◆ドリアードの村②
「あの……黒い悪魔を、倒してくださって……その、ありがとうございます。」
この先にあるというドリアードの村に向かう途中でドリアードの少女は頭を下げる。
話を聞くと最初の襲撃でお姉さんの本体である樹木を切り倒されたらしい。
姉の敵討ちができた、と淡い笑みを浮かべる。
役に立てたなら良かった!と笑顔で返すナツにドリアードの少女が村で宴と宿の用意があるからゆっくりして欲しい、と告げる。

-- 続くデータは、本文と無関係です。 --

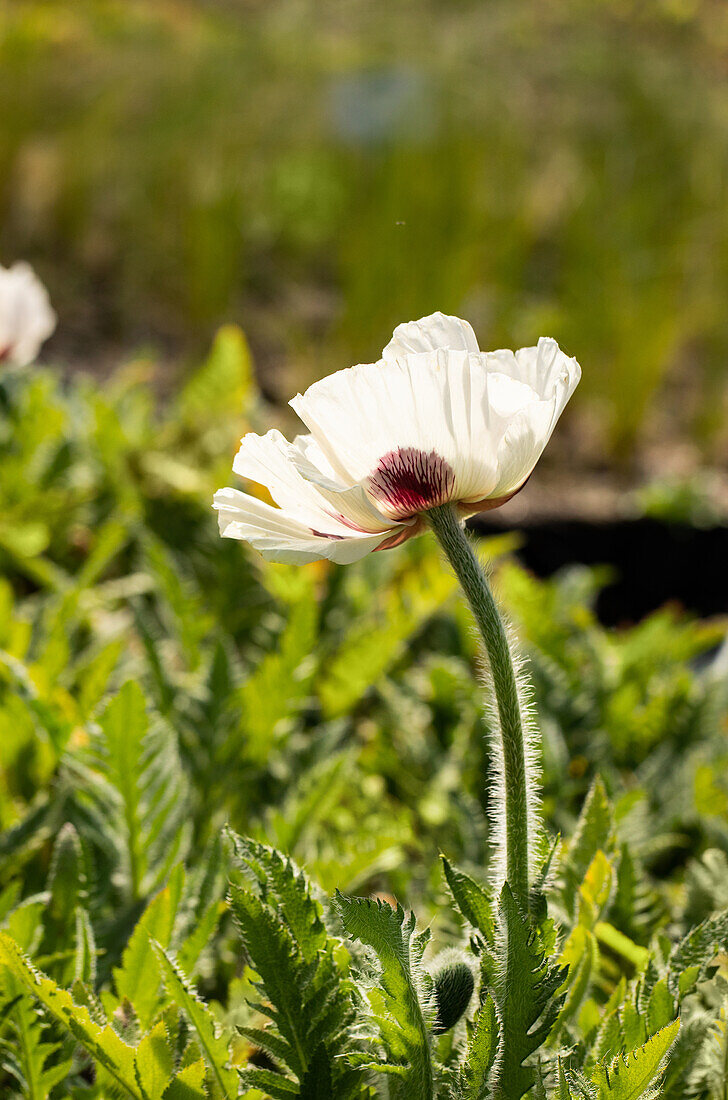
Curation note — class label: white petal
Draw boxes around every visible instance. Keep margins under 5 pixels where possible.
[233,429,391,535]
[213,488,398,565]
[490,395,556,497]
[487,337,582,414]
[290,351,505,508]
[0,263,56,366]
[288,436,404,532]
[382,314,478,362]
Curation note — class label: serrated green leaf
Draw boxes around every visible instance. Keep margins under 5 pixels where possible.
[489,882,566,1100]
[113,865,185,1029]
[152,941,238,1100]
[134,1021,175,1100]
[460,996,498,1100]
[560,779,614,913]
[592,1020,680,1100]
[0,932,145,1100]
[440,856,495,944]
[337,893,434,1100]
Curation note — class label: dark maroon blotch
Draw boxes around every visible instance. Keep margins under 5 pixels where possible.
[368,447,455,519]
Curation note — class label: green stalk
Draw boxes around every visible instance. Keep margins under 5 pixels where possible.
[428,504,529,913]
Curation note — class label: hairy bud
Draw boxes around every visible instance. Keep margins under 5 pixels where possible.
[430,949,475,1035]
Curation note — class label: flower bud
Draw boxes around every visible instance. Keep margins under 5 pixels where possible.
[431,949,475,1035]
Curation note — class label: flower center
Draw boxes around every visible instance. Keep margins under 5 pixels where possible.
[367,447,455,519]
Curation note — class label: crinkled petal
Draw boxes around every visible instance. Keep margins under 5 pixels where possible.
[382,312,479,362]
[0,263,56,366]
[290,351,503,508]
[487,337,582,424]
[213,488,400,565]
[288,436,406,532]
[490,395,556,497]
[233,429,391,535]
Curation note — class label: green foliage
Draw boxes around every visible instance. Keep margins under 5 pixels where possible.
[484,882,566,1100]
[0,356,728,1100]
[230,836,361,1100]
[337,893,437,1100]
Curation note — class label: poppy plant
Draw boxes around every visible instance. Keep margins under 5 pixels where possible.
[214,314,581,912]
[214,314,581,564]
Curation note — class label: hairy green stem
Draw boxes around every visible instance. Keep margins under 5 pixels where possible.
[428,504,528,912]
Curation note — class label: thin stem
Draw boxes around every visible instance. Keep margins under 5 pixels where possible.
[428,504,528,912]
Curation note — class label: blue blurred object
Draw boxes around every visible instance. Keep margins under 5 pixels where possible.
[329,66,438,145]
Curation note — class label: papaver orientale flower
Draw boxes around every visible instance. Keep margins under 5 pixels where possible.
[214,314,581,564]
[0,263,56,366]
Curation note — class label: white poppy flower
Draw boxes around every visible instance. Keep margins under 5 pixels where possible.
[0,263,56,366]
[213,314,582,564]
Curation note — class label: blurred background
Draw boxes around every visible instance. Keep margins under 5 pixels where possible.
[0,0,728,524]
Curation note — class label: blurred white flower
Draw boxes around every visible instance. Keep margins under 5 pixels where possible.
[213,314,582,563]
[0,263,56,366]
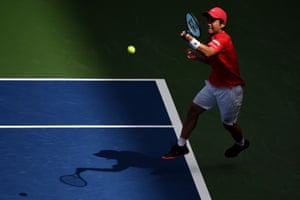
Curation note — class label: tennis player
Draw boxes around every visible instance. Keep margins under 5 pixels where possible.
[162,7,250,160]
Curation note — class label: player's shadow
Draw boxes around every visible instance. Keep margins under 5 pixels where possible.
[60,150,178,187]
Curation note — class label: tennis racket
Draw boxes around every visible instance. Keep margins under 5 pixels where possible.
[185,12,202,38]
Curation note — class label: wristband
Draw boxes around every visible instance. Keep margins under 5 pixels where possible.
[190,38,200,50]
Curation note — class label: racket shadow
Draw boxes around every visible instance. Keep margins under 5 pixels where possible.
[59,150,176,187]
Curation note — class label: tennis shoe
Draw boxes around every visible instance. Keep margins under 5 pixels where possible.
[224,139,250,158]
[161,144,189,160]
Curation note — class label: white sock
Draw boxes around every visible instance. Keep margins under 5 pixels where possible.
[236,138,245,147]
[177,137,186,147]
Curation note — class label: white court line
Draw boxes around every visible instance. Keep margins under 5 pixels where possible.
[0,78,211,200]
[0,125,173,129]
[156,79,211,200]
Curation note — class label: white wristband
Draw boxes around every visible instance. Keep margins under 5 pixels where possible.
[190,38,200,49]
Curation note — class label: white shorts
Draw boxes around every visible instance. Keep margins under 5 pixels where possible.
[193,81,243,125]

「村、があることにも驚きましたが、宿まであるですか?」
ライムが驚いたように何度も瞬きしてから予想外のことを聞いたとばかりに聞き返す。
ライムの心底驚いた声音にナツがそんなに珍しいことなの?とコソコソとライムに問いかける。
そんなナツに珍しいどころか学会がひっくり返るくらいのことです。とライムも釣られたようにコソコソと返事を返す。
「驚くのも無理はないよな!
私達は植物の魔物だし、人間のように雨風を避ける必要もなければ環境に適応するので寒暖を調整する必要も無い。
そんな私達が集落を作って、宿まで作る。
驚くなという方が無理ってもんだよな!」
「あ、あの、その……、宿と言っても、山小屋くらいのもの、ですので!」
2人がコソコソ話していると良くに日焼けたような茶色の肌に赤い髪の毛を木の蔓でひとつに束ねている黄色い瞳の吊り上がった快活そうなナツやライムと同じ歳の頃の少女がナツと肩を組むようにして声をかけてくる。

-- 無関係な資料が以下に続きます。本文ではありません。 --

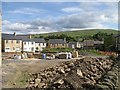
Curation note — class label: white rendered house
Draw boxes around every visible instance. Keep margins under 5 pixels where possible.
[23,39,35,52]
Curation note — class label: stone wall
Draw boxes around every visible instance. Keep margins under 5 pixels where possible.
[27,57,113,90]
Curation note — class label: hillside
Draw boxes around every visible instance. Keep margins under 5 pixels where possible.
[33,29,118,37]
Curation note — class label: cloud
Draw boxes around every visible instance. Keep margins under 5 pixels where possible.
[8,8,46,15]
[3,2,118,34]
[3,0,119,2]
[62,7,82,13]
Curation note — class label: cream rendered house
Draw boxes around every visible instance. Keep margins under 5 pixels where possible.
[2,33,22,52]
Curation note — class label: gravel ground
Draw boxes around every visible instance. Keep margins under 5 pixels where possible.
[0,59,72,88]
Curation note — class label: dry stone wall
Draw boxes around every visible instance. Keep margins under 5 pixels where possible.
[26,57,116,90]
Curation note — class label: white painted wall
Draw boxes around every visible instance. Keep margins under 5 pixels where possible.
[35,43,46,51]
[23,41,35,52]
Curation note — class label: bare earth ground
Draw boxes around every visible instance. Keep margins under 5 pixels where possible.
[0,59,120,89]
[2,60,71,88]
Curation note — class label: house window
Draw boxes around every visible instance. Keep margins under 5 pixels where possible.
[13,47,15,50]
[31,47,34,51]
[6,40,8,43]
[16,40,20,43]
[5,48,10,50]
[32,42,34,45]
[11,40,13,43]
[43,43,45,46]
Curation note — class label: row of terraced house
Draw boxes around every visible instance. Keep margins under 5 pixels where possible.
[2,33,104,52]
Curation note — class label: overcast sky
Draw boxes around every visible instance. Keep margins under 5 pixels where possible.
[2,2,118,34]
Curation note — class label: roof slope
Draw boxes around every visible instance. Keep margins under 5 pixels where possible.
[48,39,66,44]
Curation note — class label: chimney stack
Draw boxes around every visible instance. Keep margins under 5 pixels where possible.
[64,38,66,42]
[29,35,32,39]
[13,32,16,36]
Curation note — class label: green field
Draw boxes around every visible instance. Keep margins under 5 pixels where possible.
[33,29,118,37]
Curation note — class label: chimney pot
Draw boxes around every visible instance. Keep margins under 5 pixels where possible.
[13,32,16,36]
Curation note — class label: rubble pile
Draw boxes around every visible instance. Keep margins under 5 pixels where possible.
[26,57,113,90]
[95,64,119,90]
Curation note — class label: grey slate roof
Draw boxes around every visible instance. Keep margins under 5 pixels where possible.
[48,39,66,44]
[32,38,46,43]
[2,33,22,40]
[2,33,45,43]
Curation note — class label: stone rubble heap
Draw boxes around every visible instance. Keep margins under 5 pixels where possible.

ど、どちら様……っ、と慌てるナツにだ、ダメだよぅ。と最初のドリアードが泣きそうになりながら赤毛の少女を引き剥がしながら宿について補足する。
「おまえがおせぇから迎えに来てやったんだろうが。
ったくよー、ちょっとくらい人間らしく振舞ったっていいだろー?」
「こまってる、から……!」
腰に抱きつくように引き剥がしに来た少女の額をグリグリと指先で弄る赤毛の少女にそれでも!とドリアードの少女が涙目で訴える。
「困ってんの?」
「困って……困ってるのかな?」
「困惑はしてると思いますよ、私も困惑してます。
ドリアードは色んな肌髪の色だと聞いていましたが性格までこんなに千差万別だと思いませんでした。
あなたもドリアード、でいいんですよね?」
えー、うっそだぁ。という赤毛の少女の問いかけにナツが首をかしげ、ライムがため息を着く。
「おう、私もこいつもドリアードだぜ」
「離して、ください!」
茶髪のドリアードの首に腕を回した赤毛のドリアードの笑顔と対照的に茶髪のドリアードは心底嫌そうな顔で首に回ってる腕を叩く。
「村長達が宴の用意してっからさ、早く行こうぜ」
「宴!?
美味しいもの出るかな?
ライム、早く行こう!」
気にせずにレッツゴーと歩き始める赤毛のドリアードの言葉にナツが目をキラキラと光らせて先程までの元気のなさらどこへやらと元気よく歩いていく。
その後ろを慌ててついて行くライムが離してあげてください、死にそうですよ。と注意して漸く開放された茶髪のドリアードがライムと目を見合わせて2人揃って派手なため息を零した。